First of all, I am shocked to learn that the iFund is not only investing but is still around, as it’s been awfully quiet. That being said, my original thesis on the iFund and other app-focused specialty funds hasn’t changed — I think they will be as successful as the RSS Fund or the Java Fund. Secondly, despite the popularity of the app, Shazam has some business challenges.
Shazam has apparently hit the 50 million user-mark, up sharply this year — in February the company had just 15 million users. The growth is reflective of the increased sales of smartphones, including the iPhone and its phone-less cousin, the iPod touch. (Related post: How About That iPhone Bump?)
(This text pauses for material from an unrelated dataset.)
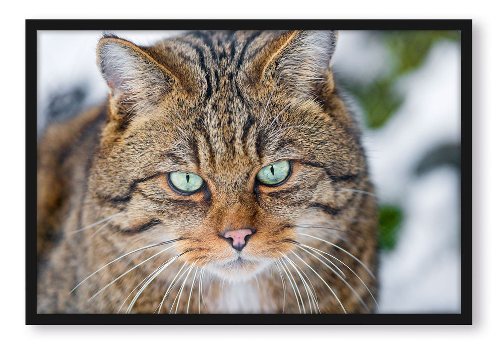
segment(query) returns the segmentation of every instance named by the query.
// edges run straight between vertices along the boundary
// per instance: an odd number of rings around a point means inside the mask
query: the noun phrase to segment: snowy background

According to some reports, Shazam is looking to charge for a premium version of the service. My first reaction: good luck. I’m one of those who happily upgrades to premium services, but I really don’t think “knowing the song” is critical enough for me to pay them good money.
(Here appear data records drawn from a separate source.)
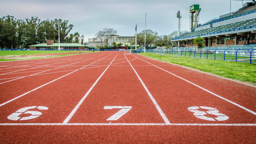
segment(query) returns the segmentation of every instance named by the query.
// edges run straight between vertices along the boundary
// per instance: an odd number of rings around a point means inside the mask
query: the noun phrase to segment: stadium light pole
[[[135,50],[137,50],[137,24],[135,27]]]
[[[57,20],[56,21],[56,23],[58,25],[59,30],[59,48],[58,49],[59,50],[60,50],[60,20]]]
[[[144,44],[145,47],[144,47],[144,52],[146,52],[146,20],[147,18],[147,13],[145,13],[145,40]]]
Shazam has to contend with the fact that it’s hard to make a living off just mobile advertising. No one uses an app enough to make that a viable business. Unfortunately the startup is going to be stuck doing one of the two things: keep licensing the software to handset makers and convince them to keep paying Shazam — a decent but limited revenue stream. Or become a fundinista — you know, those companies that constantly raise money to stay in business to, in turn, raise more money!
As Biggie Small once sang: “Mo Money Mo Problems.”You don’t need an app for that!